You are late, the second patch installed that gets rid of
BIT_FIELD_REF_UNSIGNED constrains it to be of the same "precision"
of the extracted bitsize.
> > I suggest to make sure that bit position and size are constants,
>
> +1
>
> > the object referenced is of integral type
>
> This would break the use of SRA to extract sub-objects of non-integral
> type. IIRC Ada does such things.
No frontend generates BIT_FIELD_REF. But yes, SRA does with
structures as base object. We don't yet enforce this, MEM_REF
will enforce BIT_FIELD_REF operates on registers only.
> > the result type is of the same type as the operand zero type
>
> Err, this doesn't make much sense to me. Consider:
Right. By means of fixing the BIT_FIELD_REF_UNSIGNED case it is now
as specified above.
> It seems like what you're proposing would require explicit
> VIEW_CONVERT_EXPRs from k to some integral type, then a BIT_FIELD_REF
> that extracts bits into the same type, and then some other conversion
> to the type with the width and precision of the field type.
The least conversion is removed. You can look at the MEM_REF branch
and see that the load from memory is done with a MEM_REF expression
from the register result the bits are extracted with BIT_FIELD_REF.

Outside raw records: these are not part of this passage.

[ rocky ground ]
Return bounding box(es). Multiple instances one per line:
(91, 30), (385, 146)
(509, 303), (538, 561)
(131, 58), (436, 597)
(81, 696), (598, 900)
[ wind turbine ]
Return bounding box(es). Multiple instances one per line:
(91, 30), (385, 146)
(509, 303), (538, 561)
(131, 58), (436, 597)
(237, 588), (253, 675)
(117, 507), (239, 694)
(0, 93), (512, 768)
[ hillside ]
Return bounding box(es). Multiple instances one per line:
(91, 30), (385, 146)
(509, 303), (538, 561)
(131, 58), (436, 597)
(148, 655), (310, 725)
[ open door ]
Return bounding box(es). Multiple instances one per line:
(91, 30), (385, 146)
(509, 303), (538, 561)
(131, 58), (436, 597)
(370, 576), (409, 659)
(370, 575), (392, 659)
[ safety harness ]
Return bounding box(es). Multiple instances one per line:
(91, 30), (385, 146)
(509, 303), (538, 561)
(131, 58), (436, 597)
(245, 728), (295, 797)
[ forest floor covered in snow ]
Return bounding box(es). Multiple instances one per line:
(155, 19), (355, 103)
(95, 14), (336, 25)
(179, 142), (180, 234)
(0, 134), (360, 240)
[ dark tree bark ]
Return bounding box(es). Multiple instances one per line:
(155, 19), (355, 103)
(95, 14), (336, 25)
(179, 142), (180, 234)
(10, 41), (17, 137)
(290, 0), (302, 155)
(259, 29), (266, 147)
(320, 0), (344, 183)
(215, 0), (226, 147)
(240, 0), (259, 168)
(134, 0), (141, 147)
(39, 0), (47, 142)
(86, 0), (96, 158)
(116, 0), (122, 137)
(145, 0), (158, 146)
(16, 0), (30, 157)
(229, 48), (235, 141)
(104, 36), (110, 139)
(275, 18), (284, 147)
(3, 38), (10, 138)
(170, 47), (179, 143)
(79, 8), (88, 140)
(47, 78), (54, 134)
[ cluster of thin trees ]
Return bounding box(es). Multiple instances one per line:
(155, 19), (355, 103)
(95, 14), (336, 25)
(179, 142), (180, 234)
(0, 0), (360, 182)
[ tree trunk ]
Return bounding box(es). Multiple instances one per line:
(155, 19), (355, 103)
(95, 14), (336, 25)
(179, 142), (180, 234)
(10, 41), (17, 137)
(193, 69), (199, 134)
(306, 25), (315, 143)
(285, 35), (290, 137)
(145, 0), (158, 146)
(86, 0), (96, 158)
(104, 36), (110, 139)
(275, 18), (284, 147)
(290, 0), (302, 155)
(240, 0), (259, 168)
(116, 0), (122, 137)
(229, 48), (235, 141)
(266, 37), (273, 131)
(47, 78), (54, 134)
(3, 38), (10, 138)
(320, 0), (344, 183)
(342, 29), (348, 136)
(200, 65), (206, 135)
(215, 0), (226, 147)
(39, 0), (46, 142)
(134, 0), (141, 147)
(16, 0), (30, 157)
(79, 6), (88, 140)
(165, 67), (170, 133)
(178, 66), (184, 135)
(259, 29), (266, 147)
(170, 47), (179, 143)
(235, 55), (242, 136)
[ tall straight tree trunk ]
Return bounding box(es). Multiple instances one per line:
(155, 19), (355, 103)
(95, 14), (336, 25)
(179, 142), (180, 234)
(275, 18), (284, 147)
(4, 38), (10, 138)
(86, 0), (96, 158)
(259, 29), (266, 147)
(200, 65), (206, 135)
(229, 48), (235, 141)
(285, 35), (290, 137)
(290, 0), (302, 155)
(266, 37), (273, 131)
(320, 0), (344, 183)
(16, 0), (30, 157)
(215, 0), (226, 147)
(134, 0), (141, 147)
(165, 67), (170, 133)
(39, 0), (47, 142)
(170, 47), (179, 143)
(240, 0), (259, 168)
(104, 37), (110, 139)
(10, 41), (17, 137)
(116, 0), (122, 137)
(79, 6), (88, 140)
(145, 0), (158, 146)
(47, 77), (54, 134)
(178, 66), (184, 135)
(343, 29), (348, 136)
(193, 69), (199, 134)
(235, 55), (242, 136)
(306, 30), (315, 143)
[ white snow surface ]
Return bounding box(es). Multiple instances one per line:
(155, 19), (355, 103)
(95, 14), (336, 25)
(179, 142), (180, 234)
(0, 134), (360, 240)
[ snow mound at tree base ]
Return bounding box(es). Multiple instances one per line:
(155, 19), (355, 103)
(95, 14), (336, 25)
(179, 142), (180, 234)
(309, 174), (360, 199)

> This is not just a lot of explicit conversion that might very well be
> encoded in BIT_FIELD_REF by avoiding its now-redundant TREE_TYPE (not
> necessarily a bad thing), but also a requirement for significantly
> different code paths to handle the two cases, which AFAICT will both
> lead to poorer optimization.
>
> E.g., how do you envision generating code for foo() above? (The call
> to bar() is there just to prevent the accesses to k from being
> short-circuited, such that reads and writes are both clearly spelled
> out).
>
> FWIW, what we (could) do now is something along the lines of:
>
> BIT_FIELD_REF(int)<k, 3, 0> = x;
> BIT_FIELD_REF(unsigned)<k, 5, 3> = y;
> bar();
> T.1 = BIT_FIELD_REF(int)<k, 3, 0>;
> T.2 = BIT_FIELD_REF(unsigned)<k, 5, 3>;
> T.3 = (int)T.2;
> T.4 = T.1 + T.3;
> return T.4;
>
> > (and not a bitfield type of the referenced size -- in which case the
> > BIT_FIELD_REF_UNSIGNED would be useless)
>
> There's no such thing as a language-independent bitfield type of the
> referenced size. When you ask for an integral type with a certain bit
> width, you may get a wider type, even with a wider precision. And
> that's where BIT_FIELD_REF_UNSIGNED should come into play, although I
> remember I had to deal with some inconsistencies in the handling of
> this stuff while working on SRA.
>
> > fold currently optimizes a.b.c == 0 to BIT_FIELD_REF <a, 8, big-num> & 1
> > for bit field field-decls c. IMHO this is bad because it pessimizes
> > TBAA (needs to use a's alias set, not the underlying integral type
> > alias set) and it "breaks" type correctness as arbitrary structure
> > types appear as operand zero.
>
> I don't quite see how this breaks type correctness, can you elaborate?
>
> I understand the problem about alias sets. Ideally, if we're
> accessing part of an object with BIT_FIELD_REF, it would be useful to
> narrow the alias set such that only the alias sets of the fields
> present in words related with that region get a say in the aliasing
> properties of this statement. For BIT_FIELD_REFs used only as inputs,
With MEM_REF this is done by explicitly tracking the alias-set used
for the access in the MEM_REF expr.
Richard.